The most interesting moment though was Hislop’s interview with Katie Hopkins about the media’s role in fuelling immigration fear. Hopkins seemed to take pride in her role, claiming that two things sell papers – Maddie McCann and immigration. She also pushed back strongly on the idea that she was pedalling hate, claiming to be merely defending a country she loved, which is strange, considering most of her journalism involves talking the country down in a way that if it was done by a Leftie, would be seen as unpatriotic. Most chillingly though, she laid the blame for her and other right-wing commentators at the feet of Hislop, positing him and the ‘liberal elite’ as Frankenstein, she as their monster.

One of the things that came out repeatedly in the documentary was that history is often a cycle. In this case, a surge of immigration creates fears of crime, cultural clashes and threats to employment. Then those immigrants assimilate, aping their hosts’ habits, before the next generation sees a new set of immigrants, and the fears rise up again.

Hislop did leave us with a lesson, albeit a slightly theoretical one. Although open door immigration wouldn’t work (although other than going against popular opinion he doesn’t say why), open mind would. In other words, be cautious but compassionate. Welcome those who can and will contribute regardless of their background and reach out to those who are without support. Keep out those who are obviously dangerous and try to ensure individual communities don’t get overwhelmed. Most importantly, stick to the facts and don’t get wrapped up in rhetoric. Britain’s history will always make it an asylum of nations. That doesn’t mean it isn’t one that doesn’t function.

Contrary to some arguments, satire appears to be in robust health. The sketch show has perhaps continued it’s slow death, although Tracey Ullman has giving it a bit of a boost, but panel shows have sprung up to take its place. Having said that, there does seem to be an increasingly blunted edge to their swords, particularly on the BBC, who are having to kiss the arse of a government that overtly hates them.

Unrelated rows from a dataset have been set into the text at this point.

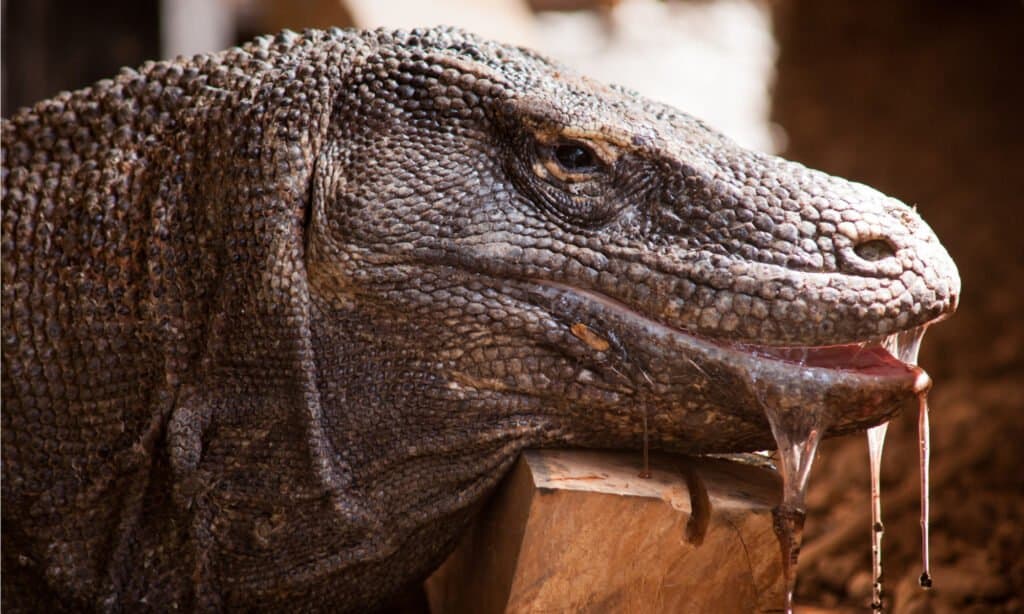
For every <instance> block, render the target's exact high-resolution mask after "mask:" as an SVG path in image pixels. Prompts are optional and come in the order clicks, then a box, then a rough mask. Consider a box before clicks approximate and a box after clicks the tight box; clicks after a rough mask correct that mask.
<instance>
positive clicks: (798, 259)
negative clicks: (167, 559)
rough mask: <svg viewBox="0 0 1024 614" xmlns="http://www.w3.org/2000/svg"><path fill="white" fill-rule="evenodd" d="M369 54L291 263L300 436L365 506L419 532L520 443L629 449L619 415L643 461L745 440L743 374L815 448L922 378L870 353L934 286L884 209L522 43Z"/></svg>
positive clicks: (460, 43) (462, 36)
mask: <svg viewBox="0 0 1024 614" xmlns="http://www.w3.org/2000/svg"><path fill="white" fill-rule="evenodd" d="M369 40H370V41H371V42H370V49H369V50H368V51H367V55H366V58H365V60H364V63H362V64H361V65H356V67H354V68H353V69H352V72H351V74H350V76H349V79H350V81H349V85H348V87H347V88H346V89H345V90H344V91H342V92H341V93H340V95H339V98H338V100H337V102H336V104H335V106H334V111H333V116H332V119H331V122H330V128H329V131H328V133H327V137H326V140H325V144H324V146H323V149H322V151H321V152H319V157H318V158H317V161H316V166H315V168H316V170H315V177H314V180H313V181H312V189H311V195H310V198H311V212H310V215H309V219H308V225H307V227H306V231H305V239H306V246H307V251H306V253H305V266H306V267H307V269H308V278H309V292H310V296H311V301H312V303H313V305H315V309H314V311H315V315H314V323H313V326H312V337H313V338H314V347H315V353H316V363H317V368H316V377H317V379H318V380H319V381H322V382H324V383H326V384H324V385H322V387H321V395H322V396H321V402H322V403H323V411H324V413H325V415H327V416H330V418H329V419H327V422H328V423H329V424H330V425H331V427H330V428H329V430H328V434H327V435H328V438H329V439H330V440H331V441H332V442H334V444H335V446H336V447H337V448H340V449H347V450H359V452H360V453H361V454H362V457H361V458H360V463H362V465H361V466H359V467H352V471H353V472H354V474H356V475H358V476H359V478H358V479H357V481H359V482H361V483H362V484H365V485H366V487H367V488H373V489H374V490H377V489H381V491H382V492H384V493H387V496H384V497H382V498H381V501H385V500H386V501H389V503H388V505H392V506H396V507H399V508H406V512H404V514H408V515H412V516H416V517H426V516H434V517H435V518H436V517H437V516H438V515H443V514H449V513H451V512H453V511H454V510H456V509H459V508H460V507H461V506H464V505H466V503H467V502H469V500H472V499H473V498H475V497H476V496H477V495H478V494H479V493H481V492H483V491H485V489H486V488H487V487H488V486H489V485H490V484H493V483H494V481H493V476H498V475H501V473H502V470H503V469H504V468H507V467H508V466H509V464H510V462H511V461H512V459H513V458H514V456H515V454H516V453H517V451H518V450H520V449H521V448H523V447H524V446H538V445H554V446H566V445H572V446H602V447H632V448H634V449H637V448H639V447H640V445H641V439H642V437H643V431H642V424H643V419H644V416H645V415H646V419H647V423H648V426H649V430H650V438H651V442H652V444H653V445H655V446H657V447H662V448H667V449H673V450H679V451H685V452H735V451H741V450H756V449H764V448H771V447H774V442H773V439H772V434H771V431H770V429H769V425H768V423H767V422H766V420H765V414H764V407H763V406H762V404H761V401H760V399H759V396H758V392H757V390H756V389H755V386H754V385H753V382H754V381H755V380H757V381H760V382H766V381H767V382H771V383H774V384H775V385H777V386H778V390H776V394H781V395H791V396H793V397H795V398H794V399H791V400H792V401H794V402H800V401H801V400H803V398H804V397H806V398H807V402H808V403H809V404H810V403H817V404H819V405H823V406H824V410H825V411H827V412H830V413H831V414H833V415H835V416H836V418H835V420H836V423H837V424H836V426H835V427H834V428H833V430H831V432H833V433H843V432H850V431H853V430H858V429H864V428H866V427H869V426H871V425H874V424H878V423H880V422H882V421H884V420H886V419H888V418H890V416H892V415H893V413H894V412H896V411H897V410H898V409H899V408H901V407H904V406H906V405H907V404H909V403H915V402H916V398H915V397H916V395H918V393H919V392H921V391H922V389H924V388H926V387H927V386H928V385H929V382H928V381H927V377H924V376H923V374H922V372H921V371H920V370H916V369H912V368H910V367H909V366H908V365H906V364H904V363H902V362H900V361H899V360H897V359H895V358H894V357H893V356H892V355H890V354H889V353H888V352H886V351H885V350H883V349H882V342H884V341H885V340H886V339H887V337H889V336H893V335H894V334H897V333H899V332H904V331H910V330H914V328H918V327H921V326H924V325H926V324H928V323H929V322H933V321H935V320H936V319H938V318H941V317H943V316H945V315H947V314H949V313H950V312H951V311H952V310H953V309H954V308H955V305H956V301H957V296H958V293H959V279H958V276H957V272H956V268H955V266H954V264H953V262H952V261H951V260H950V258H949V256H948V255H947V254H946V252H945V250H944V249H943V248H942V246H941V245H940V244H939V240H938V239H937V238H936V236H935V235H934V234H933V232H932V230H931V229H930V228H929V227H928V225H927V224H926V223H925V222H924V221H923V220H922V219H921V217H920V216H919V215H918V214H916V213H915V212H914V211H913V210H912V209H910V208H908V207H907V206H905V205H903V204H902V203H900V202H899V201H896V200H895V199H892V198H889V196H886V195H885V194H882V193H880V192H878V191H876V190H874V189H871V188H869V187H867V186H864V185H861V184H857V183H853V182H850V181H846V180H844V179H840V178H837V177H833V176H829V175H826V174H824V173H821V172H817V171H813V170H810V169H807V168H805V167H803V166H801V165H799V164H796V163H793V162H788V161H785V160H781V159H779V158H775V157H772V156H767V155H763V153H758V152H755V151H750V150H746V149H744V148H742V147H740V146H738V145H737V144H735V143H734V142H733V141H731V140H730V139H729V138H727V137H725V136H723V135H722V134H720V133H718V132H716V131H715V130H713V129H712V128H710V127H709V126H707V125H706V124H703V123H701V122H700V121H698V120H696V119H694V118H691V117H689V116H687V115H685V114H683V113H681V112H679V111H676V109H674V108H672V107H669V106H666V105H664V104H659V103H656V102H653V101H650V100H647V99H645V98H643V97H641V96H639V95H637V94H635V93H633V92H630V91H628V90H625V89H622V88H618V87H613V86H607V85H604V84H602V83H599V82H597V81H594V80H591V79H588V78H586V77H582V76H579V75H577V74H574V73H573V72H571V71H570V70H568V69H566V68H564V67H562V65H559V64H556V63H553V62H551V61H550V60H548V59H546V58H544V57H542V56H539V55H537V54H535V53H532V52H529V51H527V50H523V49H516V48H510V47H506V46H500V45H497V44H493V43H489V42H484V41H481V40H479V39H476V38H472V37H468V36H465V35H462V34H460V33H455V32H446V31H429V32H416V33H413V34H384V33H378V34H376V35H371V36H370V39H369ZM794 380H797V381H800V382H803V383H804V384H802V385H799V386H795V387H792V388H790V389H786V384H787V383H788V382H791V381H794ZM808 382H809V384H808ZM779 390H781V392H779ZM370 442H372V444H373V445H372V447H370V446H368V444H369V443H370ZM425 483H429V484H431V486H430V487H429V488H423V486H422V485H423V484H425ZM382 484H386V486H384V487H383V488H382V487H381V485H382ZM413 484H416V485H417V487H416V488H415V490H418V491H419V494H418V495H417V497H413V498H415V501H416V502H415V505H412V503H411V500H410V498H411V495H408V492H410V490H412V489H414V488H413ZM427 493H429V494H427ZM417 522H420V521H417V520H409V521H408V523H409V526H414V525H415V524H416V523H417Z"/></svg>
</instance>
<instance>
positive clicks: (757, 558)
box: [426, 450, 782, 614]
mask: <svg viewBox="0 0 1024 614" xmlns="http://www.w3.org/2000/svg"><path fill="white" fill-rule="evenodd" d="M651 470H652V472H651V477H650V478H648V479H644V478H640V477H639V474H640V472H641V471H642V467H641V466H640V458H639V454H637V453H616V452H605V451H584V450H571V451H570V450H529V451H526V452H524V453H523V455H522V457H521V458H520V459H519V462H518V463H517V464H516V467H515V469H514V470H513V471H512V472H511V474H510V475H509V477H508V478H506V480H505V481H504V482H503V483H502V485H501V486H500V488H499V489H498V491H497V492H496V494H495V496H494V497H493V498H492V500H490V502H489V503H488V505H487V506H486V507H485V508H484V509H483V510H482V512H481V514H480V515H479V517H478V520H477V521H476V523H475V524H474V525H473V526H472V527H471V528H470V529H469V530H468V531H467V534H466V535H465V536H464V538H463V540H462V542H461V543H460V544H459V546H458V549H457V550H456V552H455V553H454V554H453V555H452V557H451V558H450V559H449V560H447V561H446V562H445V563H444V564H443V565H442V566H441V567H440V569H438V570H437V572H435V573H434V575H433V576H431V577H430V578H429V579H428V580H427V584H426V588H427V596H428V598H429V601H430V606H431V611H432V612H434V614H462V613H467V614H468V613H474V614H477V613H479V614H489V613H498V612H706V613H714V612H730V613H732V612H759V611H766V610H773V609H778V608H779V607H780V605H781V601H782V582H781V564H780V554H779V546H778V542H777V541H776V538H775V534H774V533H773V532H772V518H771V509H772V507H773V506H775V505H776V502H777V501H778V492H779V490H780V486H779V482H778V479H777V477H776V475H775V473H774V472H772V471H770V470H768V469H764V468H760V467H754V466H751V465H744V464H740V463H735V462H731V461H724V459H717V458H690V457H685V456H671V455H660V454H657V455H654V456H652V458H651Z"/></svg>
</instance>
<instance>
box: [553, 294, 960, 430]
mask: <svg viewBox="0 0 1024 614" xmlns="http://www.w3.org/2000/svg"><path fill="white" fill-rule="evenodd" d="M538 289H539V290H538V292H539V294H541V295H543V296H545V297H546V298H547V299H548V300H549V301H552V303H553V305H552V307H553V308H554V309H556V310H559V311H561V312H562V313H563V314H567V315H568V317H569V318H570V319H572V318H573V317H575V318H577V319H582V318H586V322H585V325H586V326H587V331H589V332H590V335H593V336H596V337H589V336H588V335H587V334H579V335H578V337H581V338H582V340H583V341H584V343H590V344H595V343H596V345H601V343H602V341H603V339H604V337H605V336H607V337H608V338H611V339H612V340H613V342H612V343H611V345H612V346H614V345H618V346H621V347H623V346H625V348H624V351H628V352H629V353H630V354H631V355H632V357H633V358H635V359H636V358H639V356H640V355H646V357H647V360H646V361H645V362H646V364H645V366H644V368H645V369H646V370H645V376H646V377H651V378H653V379H655V380H656V377H657V374H658V372H659V371H671V370H674V369H678V368H683V369H686V370H689V369H694V370H696V371H697V372H698V374H699V375H701V376H703V377H706V378H708V379H709V380H713V381H714V380H720V381H724V380H726V379H729V376H732V377H733V378H735V379H736V380H737V381H739V382H744V383H745V384H746V387H748V388H750V389H752V390H754V389H756V388H758V386H759V385H760V386H761V387H762V388H765V387H767V388H776V389H781V390H782V394H785V395H786V396H788V397H790V399H788V401H790V403H791V404H794V405H798V404H799V405H801V406H803V407H804V408H805V410H808V411H809V410H811V408H810V407H809V405H812V404H815V403H824V405H825V406H824V407H823V408H822V409H821V410H822V411H824V412H825V413H827V414H828V415H829V419H830V420H829V422H833V423H834V426H833V427H831V429H830V433H834V434H835V433H841V432H848V431H853V430H858V429H860V430H862V429H864V428H866V427H869V426H873V425H874V424H879V423H881V422H883V421H885V420H887V419H888V418H890V416H892V415H893V414H894V413H896V412H897V411H898V410H899V409H900V408H901V407H903V406H905V405H906V404H907V403H908V402H911V401H913V402H916V399H918V397H919V396H920V395H923V394H925V393H927V392H928V390H929V389H930V388H931V385H932V381H931V378H929V376H928V374H926V372H925V371H924V370H923V369H922V368H921V367H919V366H916V365H915V364H911V363H910V362H908V361H904V360H901V359H900V358H897V357H896V356H894V355H893V352H897V353H899V351H898V349H897V348H898V344H899V340H900V339H902V338H905V337H907V336H909V337H913V336H914V335H916V336H920V335H923V334H924V330H925V328H926V327H927V326H928V325H930V323H932V322H929V323H926V324H924V325H922V326H918V327H915V328H913V330H911V331H909V332H900V333H896V334H893V335H889V336H886V337H880V338H874V339H866V340H864V341H862V342H859V343H844V344H836V345H821V346H792V345H788V346H769V345H757V344H751V343H743V342H736V341H730V340H723V339H715V338H711V337H708V336H702V335H698V334H694V333H692V332H689V331H686V330H683V328H679V327H675V326H673V325H671V324H667V323H665V322H660V321H657V320H655V319H653V318H651V317H649V316H647V315H645V314H643V313H641V312H639V311H637V310H635V309H633V308H631V307H629V306H628V305H626V304H625V303H623V302H621V301H618V300H616V299H614V298H611V297H609V296H607V295H605V294H602V293H599V292H594V291H590V290H582V289H578V288H573V287H569V286H566V284H563V283H559V282H555V281H538ZM584 314H585V315H584ZM937 319H941V317H940V318H937ZM933 321H934V320H933ZM575 332H577V333H581V330H580V328H577V331H575ZM595 339H596V340H599V341H595ZM626 348H628V349H626ZM613 350H614V348H610V351H613ZM670 380H672V381H674V382H677V383H678V382H679V381H680V378H679V376H678V375H677V376H676V377H675V378H670ZM722 383H725V382H722ZM710 388H718V389H721V391H722V392H723V393H725V394H735V393H736V390H735V389H732V390H730V389H729V388H728V387H727V386H714V387H710ZM754 392H755V394H754V396H755V397H758V396H761V394H762V393H764V392H765V391H761V393H759V392H758V391H756V390H754ZM709 394H711V391H709ZM736 400H739V399H736ZM722 402H723V406H730V405H732V403H728V402H727V401H725V400H724V399H723V400H722ZM764 403H765V399H763V398H762V399H758V401H757V402H756V403H754V404H755V405H757V404H761V405H763V404H764ZM763 443H765V444H769V445H770V443H771V442H763Z"/></svg>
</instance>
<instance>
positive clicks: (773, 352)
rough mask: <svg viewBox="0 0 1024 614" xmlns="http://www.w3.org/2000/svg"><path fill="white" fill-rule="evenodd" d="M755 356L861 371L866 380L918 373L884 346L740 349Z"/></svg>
mask: <svg viewBox="0 0 1024 614" xmlns="http://www.w3.org/2000/svg"><path fill="white" fill-rule="evenodd" d="M737 347H738V348H739V349H742V350H744V351H746V352H750V353H751V354H754V355H755V356H764V357H766V358H773V359H775V360H782V361H785V362H792V363H794V364H800V365H802V366H808V367H815V368H827V369H838V370H846V371H857V372H859V374H863V375H866V376H879V377H887V376H888V377H892V376H904V375H906V374H907V372H913V371H914V370H918V369H916V368H915V367H913V366H912V365H909V364H907V363H905V362H903V361H901V360H899V359H898V358H896V357H895V356H893V355H892V354H891V353H889V352H888V351H887V350H886V349H885V348H883V347H882V344H881V343H850V344H843V345H834V346H814V347H773V346H751V345H737Z"/></svg>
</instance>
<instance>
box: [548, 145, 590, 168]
mask: <svg viewBox="0 0 1024 614" xmlns="http://www.w3.org/2000/svg"><path fill="white" fill-rule="evenodd" d="M555 160H557V161H558V164H560V165H562V167H563V168H565V169H567V170H569V171H581V170H588V169H591V168H593V167H594V155H593V153H591V151H590V149H588V148H587V147H584V146H583V145H577V144H570V145H558V146H557V147H555Z"/></svg>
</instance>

So it is little surprise then that the brightest future for a satire is a) American and b) animated. The Simpsons arguably started this charge, with South Park and Seth McFarlane’s Family Guy and American Dad following suit. Joining the charge of the laughs brigade is Bordertown, a cousin of the aforementioned of American Dad. It has a similar tone and target, focusing on the ludicrous actions and bewildering popularity of right-wing political movements and their supporters. What AD did to the Republican movement, Bordertown is doing to the hot potato of immigration.

At the centre of the show are two families living in a small town on the US/Mexico border. The Buckwald’s are borderline red-necks. You can imagine them supporting Trump and not batting an eye at the violent mob that swirls around him. The Gonzalez family are Mexican immigrants who have achieved a modest level of success. Most of the humour revolves around the patriarch of the former, Bud, being jealous of the latter’s head of house, Ernesto.

A lot of the jokes hit home in a fairly blunt manner. It’s quite clear that the reason for the Gonzalez’s success is having a better work ethic, entrepreneurial vision and a sincere gratitude for life. Meanwhile, the Buckwald’s are comparatively uneducated, lazy and consumed by material greed. This is, of course, more black and white than reality, but some points still stand. Those who look frustratingly at immigrants climbing past them don’t realise the work the immigrants put in to doing so. Certainly in Britain, the tools are there for everyone to achieve, it’s just that some choose not to and prefer to complain about those that do.

Of course, it’s all well and good making some wise satire, but if it’s not funny it is not going to hit its mark. Thankfully, to me at least, it is. I have laughed several times at each episode so far, which is an achievement in itself. Yes, some of the humour is a little basic, and I am still not a fan of toilet humour. But, overall, I am charmed by it. Reviews suggest I am in a minority, but I’m used to that. Sadly, those of us that look beyond the spin around immigration often are.